NULL again

Chip Salzenberg chip at ateng.ateng.com
Sat Oct 8 03:03:28 AEST 1988


William Davidsen is upset because I posted a correction to an article of
his.  He claims that my quotation of his article was taken out of context;
perhaps this is true.  If so, I apologize.

Now let's get the facts straight.

The original poster, long since forgotten, correctly wrote:
>The computer's internal representation of a null pointer may not
>be the same as the internal representation of the integer 0.

Then William Davidsen wrote:
>  Just not true in the real world. There are hundreds of programs
>written by "all the world's a VAX" types who use NULL as a pointer
>(uncast) in procedure calls.

To which I replied:
>That's true but irrelevant.  THOSE PROGRAMS ARE NOT PORTABLE.  After all,
>bitwise representation is not the only issue.  Sometimes pointers are
>_larger_ than ints!

Mr. Davidsen, considering my response a flame, flames back:
>  Do you see a statement that says they are portable? Do you??!!
[...]
>  I was pointing out that NULL is not portably 0 because (a) there are
>lots of implementation which don't do it that way (real world) and (b)
>dbANS says it will evaluate to a "pointer constant." I quoted section,
>page, and line number showing this, making only the point that NULL
>isn't zero.

Unfortunately, Mr. Davidsen is no more correct when angry than when calm.
Both K&R and the dpANS permit:

	#define NULL 0

(Of course, dpANS also permits "((void *) 0)" in place of "0".)
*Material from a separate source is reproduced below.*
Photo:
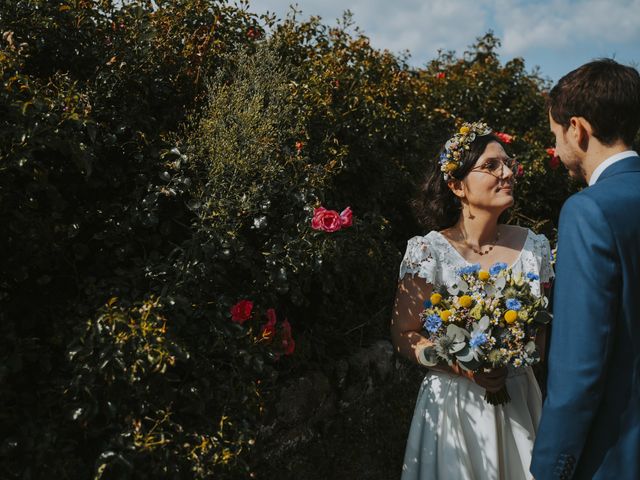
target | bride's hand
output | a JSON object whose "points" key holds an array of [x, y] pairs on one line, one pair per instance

The original poster made the point that when a compiler sees

	char *p = NULL;

it may or may not move a bit pattern of all zeros into the variable "p".
Regardless, the definition of NULL as an unadorned zero is quite correct.
That is the reason why all NULL pointer parameters must be cast (in the
absence of prototypes, of course).

Perhaps Mr. Davidsen is aware of these facts.  However, I felt that his
posting was misleading, so I posted a correction.  I am sorry that my
correction has caused a disturbance.
-- 
Chip Salzenberg             <chip at ateng.com> or <uunet!ateng!chip>
A T Engineering             Me?  Speak for my company?  Surely you jest!
	   Beware of programmers carrying screwdrivers.